Closed YiwuZhong closed 10 hours ago
I'm sorry to hear that you're experiencing difficulties. I'm not sure why you're unable to reproduce the result by running finetune_video_image.slurm. Could you please double-check the training data? Also, ensure that you are adhering closely to our settings.
Regarding the pretrained checkpoint, we have not yet released the model trained on the full videochat2 set, i.e., VideoLLaMB\beta as shown in Table 3. The model we have made available is VideoLLaMB\alpha, which is the default setting for all our other experiments. As reported in our paper, this model achieved a result of 49.33 on MVBench.
Thanks for your quick reply.
Yes, I've checked that the image and video data are intact, by going through json annotations and local files. I was wondering what should be the final model LlavaLlamaForCausalLM
vs. LlavaLlamaForCausalLMRMT
, and which should be the final script finetune_video_image.slurm
vs. finetune_video_image_l.slurm
. Also, have you tried using the released default code to reproduce the paper result, such as 52.5 on MVBench?

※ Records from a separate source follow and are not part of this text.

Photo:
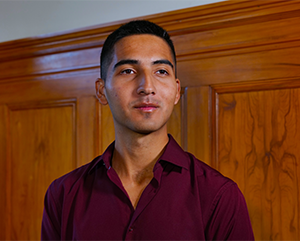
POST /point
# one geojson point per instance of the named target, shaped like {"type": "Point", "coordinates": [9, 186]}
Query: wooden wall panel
{"type": "Point", "coordinates": [258, 146]}
{"type": "Point", "coordinates": [197, 126]}
{"type": "Point", "coordinates": [239, 110]}
{"type": "Point", "coordinates": [42, 147]}
{"type": "Point", "coordinates": [3, 169]}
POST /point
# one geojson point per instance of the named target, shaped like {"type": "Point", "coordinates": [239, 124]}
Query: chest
{"type": "Point", "coordinates": [162, 213]}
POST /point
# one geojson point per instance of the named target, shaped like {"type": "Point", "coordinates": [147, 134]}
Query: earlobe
{"type": "Point", "coordinates": [100, 91]}
{"type": "Point", "coordinates": [178, 91]}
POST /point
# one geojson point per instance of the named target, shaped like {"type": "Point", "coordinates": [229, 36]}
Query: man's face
{"type": "Point", "coordinates": [140, 88]}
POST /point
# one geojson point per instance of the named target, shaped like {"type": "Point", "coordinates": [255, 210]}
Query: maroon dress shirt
{"type": "Point", "coordinates": [186, 200]}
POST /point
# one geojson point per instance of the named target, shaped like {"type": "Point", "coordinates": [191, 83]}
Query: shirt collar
{"type": "Point", "coordinates": [173, 153]}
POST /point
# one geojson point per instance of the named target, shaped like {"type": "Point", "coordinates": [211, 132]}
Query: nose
{"type": "Point", "coordinates": [146, 85]}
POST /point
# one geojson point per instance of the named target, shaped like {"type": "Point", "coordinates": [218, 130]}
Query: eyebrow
{"type": "Point", "coordinates": [125, 61]}
{"type": "Point", "coordinates": [133, 61]}
{"type": "Point", "coordinates": [163, 61]}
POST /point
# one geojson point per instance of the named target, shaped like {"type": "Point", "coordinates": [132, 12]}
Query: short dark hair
{"type": "Point", "coordinates": [131, 28]}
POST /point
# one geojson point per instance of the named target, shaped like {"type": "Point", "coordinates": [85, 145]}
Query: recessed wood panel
{"type": "Point", "coordinates": [258, 147]}
{"type": "Point", "coordinates": [197, 126]}
{"type": "Point", "coordinates": [42, 148]}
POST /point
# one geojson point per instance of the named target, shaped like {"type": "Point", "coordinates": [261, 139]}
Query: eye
{"type": "Point", "coordinates": [127, 71]}
{"type": "Point", "coordinates": [162, 72]}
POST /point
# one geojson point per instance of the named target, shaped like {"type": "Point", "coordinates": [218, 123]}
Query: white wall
{"type": "Point", "coordinates": [27, 18]}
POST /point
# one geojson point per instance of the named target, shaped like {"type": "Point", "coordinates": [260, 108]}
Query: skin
{"type": "Point", "coordinates": [141, 90]}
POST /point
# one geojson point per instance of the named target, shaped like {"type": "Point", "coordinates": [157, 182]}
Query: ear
{"type": "Point", "coordinates": [178, 90]}
{"type": "Point", "coordinates": [100, 91]}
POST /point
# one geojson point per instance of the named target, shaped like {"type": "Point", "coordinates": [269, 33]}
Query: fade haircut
{"type": "Point", "coordinates": [132, 28]}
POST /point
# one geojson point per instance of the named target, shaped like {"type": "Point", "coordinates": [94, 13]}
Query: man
{"type": "Point", "coordinates": [144, 186]}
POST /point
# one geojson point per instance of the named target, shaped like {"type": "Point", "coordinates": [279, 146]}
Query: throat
{"type": "Point", "coordinates": [135, 185]}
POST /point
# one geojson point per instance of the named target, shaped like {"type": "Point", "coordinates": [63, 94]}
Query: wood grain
{"type": "Point", "coordinates": [42, 145]}
{"type": "Point", "coordinates": [258, 146]}
{"type": "Point", "coordinates": [239, 111]}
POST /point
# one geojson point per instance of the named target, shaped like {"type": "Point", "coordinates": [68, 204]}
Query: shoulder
{"type": "Point", "coordinates": [66, 183]}
{"type": "Point", "coordinates": [208, 177]}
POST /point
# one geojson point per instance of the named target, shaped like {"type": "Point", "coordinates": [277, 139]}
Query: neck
{"type": "Point", "coordinates": [136, 154]}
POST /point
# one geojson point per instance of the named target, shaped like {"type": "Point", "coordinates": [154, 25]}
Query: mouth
{"type": "Point", "coordinates": [146, 107]}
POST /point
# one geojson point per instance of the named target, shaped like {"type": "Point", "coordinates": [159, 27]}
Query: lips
{"type": "Point", "coordinates": [146, 107]}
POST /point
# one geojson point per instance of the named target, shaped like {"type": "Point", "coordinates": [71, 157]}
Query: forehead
{"type": "Point", "coordinates": [142, 46]}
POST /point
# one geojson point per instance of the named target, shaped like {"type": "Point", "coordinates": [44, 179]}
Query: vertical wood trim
{"type": "Point", "coordinates": [183, 100]}
{"type": "Point", "coordinates": [98, 128]}
{"type": "Point", "coordinates": [8, 176]}
{"type": "Point", "coordinates": [214, 128]}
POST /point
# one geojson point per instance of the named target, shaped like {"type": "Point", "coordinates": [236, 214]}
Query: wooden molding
{"type": "Point", "coordinates": [196, 19]}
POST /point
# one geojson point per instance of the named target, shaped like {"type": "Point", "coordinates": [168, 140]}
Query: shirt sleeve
{"type": "Point", "coordinates": [51, 223]}
{"type": "Point", "coordinates": [229, 216]}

In fact, I simply copied the code into a new repository to ensure clarity. By the way, LlavaLlamaForCausalLMRMT is a legacy class that we have not utilized in the current version of our work.
Thank you for the clarification. Also, I wanted to make sure that script to reproduce paper results is finetune_video_image.slurm
, instead of finetune_video_image_l.slurm
.
I suspect there's a typographical error here; you are encouraged to use finetune_video_image_l.slurm. However, there is no significant difference between these two scripts.
Just update the script:
finetune_video_image.slurm
will call LlavaLlamaForCausalLM
finetune_video_image_loss.slurm
will call LlavaLlamaForCausalLMRMT
there is no significant difference between these two settings
I'm still unsure why you're unable to reproduce the result. However, there are a couple of hyperparameters you could adjust: in llava/model/multimodal_projector/rmt_r_transformer_projector.py
at line 350, try changing the number of scene segments to 1 for MVBench, as the videos there are relatively short.
@YiwuZhong I just fixed a bug in the memory cache and carefully re-evaluated the results. Could you please try again? If the results are still abnormally low, please don't hesitate to let me know.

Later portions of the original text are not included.